Another growing demand comes from silver ETFs, which despite their relative newness, have attracted a significant following among individual investors and institutions, like pensions and insurance companies (which can't access the derivatives market). Combined, the silver ETFs added 63.5 million ounces to their stocks throughout the first three months of 2009, and the iShares Silver Trust ETF (NYSE Arca: SLV) now holds over 270 million ounces of fine silver - roughly three-fifths the total silver stocks, says Morgan.

"Silver ETFs are far more of a dominant factor in the silver market than gold ETFs are in the gold market," he says. "Gold's just a much bigger market."

What Copper Has To Do With It

Approximately 70% of the silver mined each year is actually by-product, extracted from alloys and ores of gold, copper, nickel, lead and zinc. That means base metals miners and the big diversified natural resources companies often have great control over silver prices - for better or worse.

"If you're a copper miner, you don't care about the price of silver. You just pass it off to your bank for them to sell at any price they like. That puts a lot of pressure on silver prices," explains Morgan.

However, as the global recession has dampened industrial demand worldwide, there has been decreased activity among base metals producers. Less metal being mined means declining silver stocks; the COMEX Dealers Silver Inventory fell sharply between November 2008 and March 2009, dropping from almost 80 million ounces to roughly 70 million.

Additional disturbances in the base metals supply chain could benefit silver's prices further. For example, if the swine flu outbreak becomes a significant pandemic, it could cause supply disruptions from Mexico, which is the world's second-largest silver producer.

Silver, Gold and The Inflation Question

Historically, the fortunes of silver and gold have been inextricably linked, due to their shared use as stores of value. But even though the metals are almost 85% correlated, they're not interchangeable assets.

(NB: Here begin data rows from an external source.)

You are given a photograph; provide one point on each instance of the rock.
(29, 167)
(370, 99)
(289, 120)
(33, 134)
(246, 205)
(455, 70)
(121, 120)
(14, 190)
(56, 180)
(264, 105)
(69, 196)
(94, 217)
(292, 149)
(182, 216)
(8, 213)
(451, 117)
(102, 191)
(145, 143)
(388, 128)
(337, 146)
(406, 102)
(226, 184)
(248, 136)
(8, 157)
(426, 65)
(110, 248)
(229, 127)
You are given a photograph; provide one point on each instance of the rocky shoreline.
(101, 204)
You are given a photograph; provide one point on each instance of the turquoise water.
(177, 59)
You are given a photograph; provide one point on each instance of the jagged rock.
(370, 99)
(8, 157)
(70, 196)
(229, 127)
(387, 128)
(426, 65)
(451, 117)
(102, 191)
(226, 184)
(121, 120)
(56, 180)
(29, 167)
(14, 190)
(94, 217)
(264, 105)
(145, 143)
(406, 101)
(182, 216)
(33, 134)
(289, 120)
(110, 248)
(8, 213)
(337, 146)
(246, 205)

"Gold's monetary role is primarily in the doom-and-gloom market: If the financial system explodes, then gold will protect you," says Morgan. "Silver, on the other hand, is the best 'good-time' metal out there, because it's used in so many high-tech, high-end products."

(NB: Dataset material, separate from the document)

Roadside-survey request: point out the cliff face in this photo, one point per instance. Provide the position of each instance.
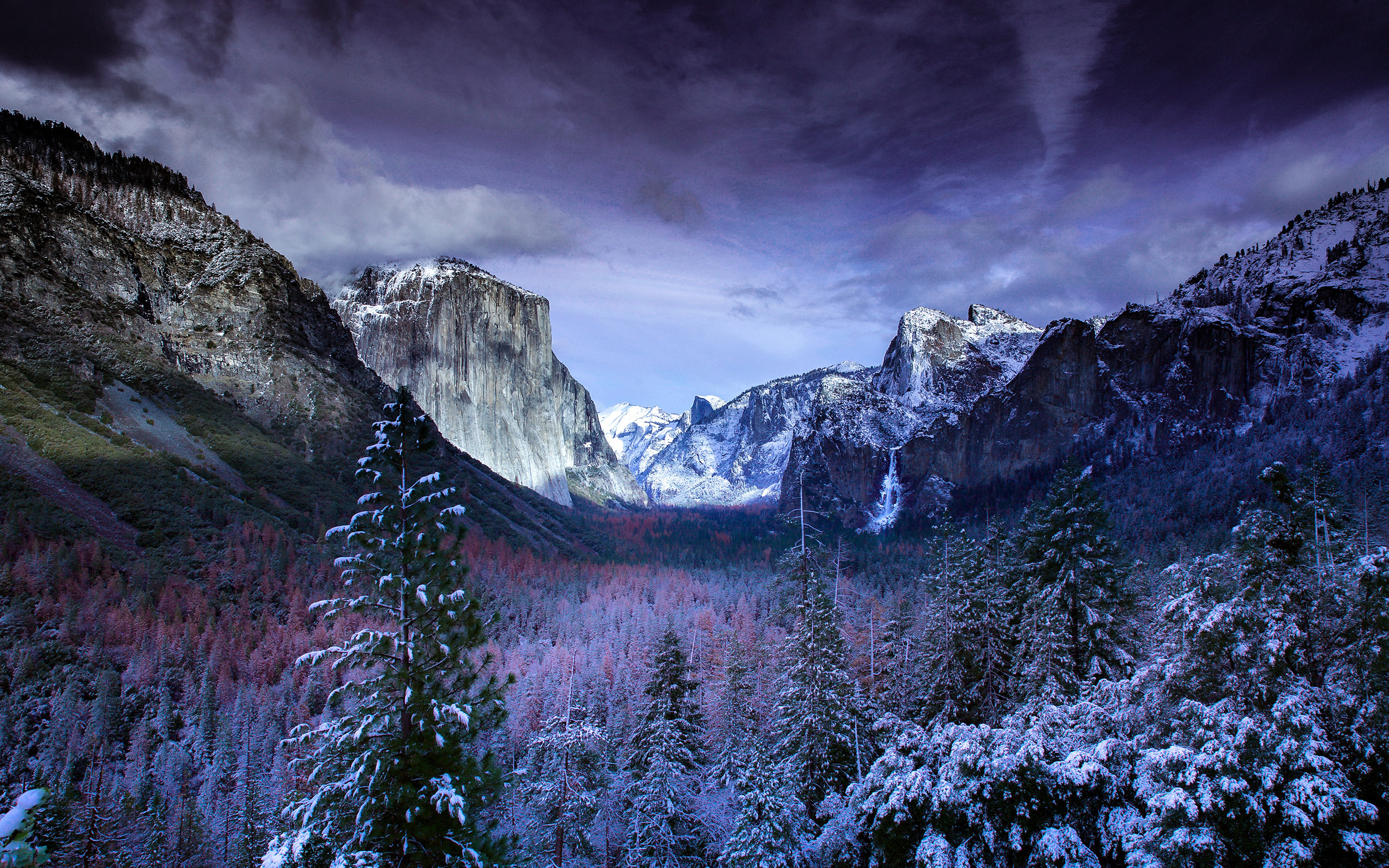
(125, 273)
(164, 346)
(1283, 318)
(475, 352)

Currently, the gold-silver ratio hovers around 70, although in the past few years it has ranged anywhere from 30 to 100. But in 1792, back when the metal was still used for money worldwide, U.S law fixed the ratio at 15.

The Founding Fathers may have been closer to the mark: To a large extent, the current high ratio is artificial - and only jumped after the demonetization of silver in the 1960s. "The natural gold/silver ratio, or the amount of silver coming out of the ground relative to gold, is closer to 8 to 1," says Morgan. "The current gold/silver ratio is just a function of how much people value one metal or the other."

When it comes to inflation, however, investors definitely know their preference: gold. It's nearly a matter of religious belief with many investors that investing in the yellow metal works as a hedge against inflation, but silver has historically performed just as well (and at a lower entry price point, too). "Silver has established itself as one of the best assets to have when dealing with inflationary pressures," says Morgan.

The problem with silver is that historically it's been a far more volatile market than gold, and subject to significant price movements based on the actions of a few big players. For example, in 1997, when Warren Buffett bought 130 million troy ounces of silver, prices leapt from $5 to $8 almost overnight. And in 1979, when the Hunt Brothers tried to corner the silver market, their willy-nilly metal grab sent prices skyrocketing from $11/ounce to $50/ounce in a matter of months. (After the Fed changed the rules on leverage in 1980, silver prices collapsed back below $11/ounces just two months later.)

"Silver's volatility does keep a lot of investors away, and that volatility will continue for at least the next few years," says Morgan. "But if you look at what's going on right now in our financial system and the destruction of the U.S. dollar, you wouldn't have a problem taking a position in gold and silver, because those are probably the two assets that will come out of this thing best."